Forse questo crepuscolo del 2014, settimo anno di una recessione infinita, ci sta mostrando plasticamente i rischi che davvero corriamo. Il disagio sociale per mancanza di lavoro sta raggiungendo un punto pericolosissimo. I più pessimisti direbbero di non ritorno, ma noi siamo convinti che il Paese abbia ancora tutte le risorse, morali prim’ancora che materiali, per tirarsi fuori dalla crisi infinita.

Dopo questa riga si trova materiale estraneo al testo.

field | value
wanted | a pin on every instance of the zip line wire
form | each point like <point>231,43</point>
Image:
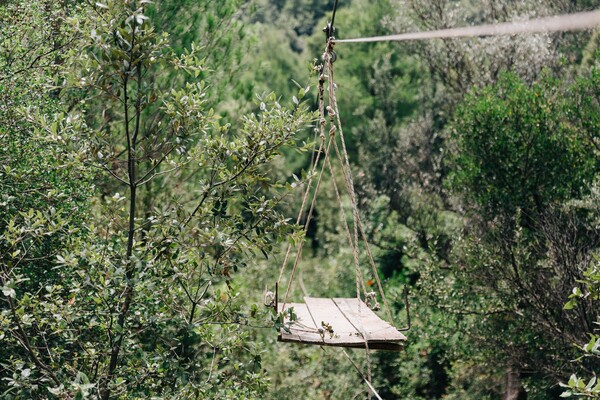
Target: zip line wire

Nel frattempo, però, occorre tornare a misurare le parole. A contenere i giudizi sferzanti. A contare sino a dieci prima di avventarsi sull’avversario di turno. Anche perché il mondo nuovo non si costruisce solo con le narrazioni e tanto meno con la demonizzazione di chi viene dal passato. Lo scontro tra il nuovo e il vecchio deve rimanere dentro le righe della dialettica democratica. Anche aspra, ma sempre rispettosa.

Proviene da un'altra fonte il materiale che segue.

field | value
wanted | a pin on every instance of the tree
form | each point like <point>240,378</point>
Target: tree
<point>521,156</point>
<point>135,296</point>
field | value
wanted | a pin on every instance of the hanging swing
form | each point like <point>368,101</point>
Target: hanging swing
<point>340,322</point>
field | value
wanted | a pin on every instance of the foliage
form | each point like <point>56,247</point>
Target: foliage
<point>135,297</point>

Detto questo, che non farà felice nessuna delle parti in causa (governo e sindacati), veniamo alle vertenze sul lavoro, alle proteste sindacali e alla gestione della piazza. Difficile attribuire torti e ragioni dopo quello che ha accaduto a Roma, con otto feriti fra gli operai e i poliziotti. Non ci spetta. Ma ricordiamo le parole di un vecchio poliziotto: “L’ordine pubblico è una brutta bestia”. E lo diceva con l’aria di chi aveva fronteggiato con il manganello le più dure manifestazioni operaie. Ecco, cominciamo col non parteggiare e prendiamo in carico le sofferenze di tutti. Nessuno ci convincerà che i poliziotti amano picchiare e che gli operai sono per natura violenti. Non c’è bisogno di scomodare Pierpaolo Pasolini, per sapere che sono tutti figli del popolo e spesso vengono dalle stesse periferie dove abitano gli uni affianco agli altri.
Cominciamo col portare rispetto a tutti gli uomini e le donne delle nostre periferie. Dietro ogni casco giallo (operaio) e blu (poliziotto) ci sono uomini e donne che fanno fatica a vivere. Meritano il rispetto di tutti. Meritano la prudenza delle parole e la generosità dei gesti di chi governa e ha responsabilità, ad ogni livello. Meritano la rinuncia al cinismo della demagogia di chi li rappresenta.
Disarmare i manganelli può non bastare se si continuano ad armare le parole.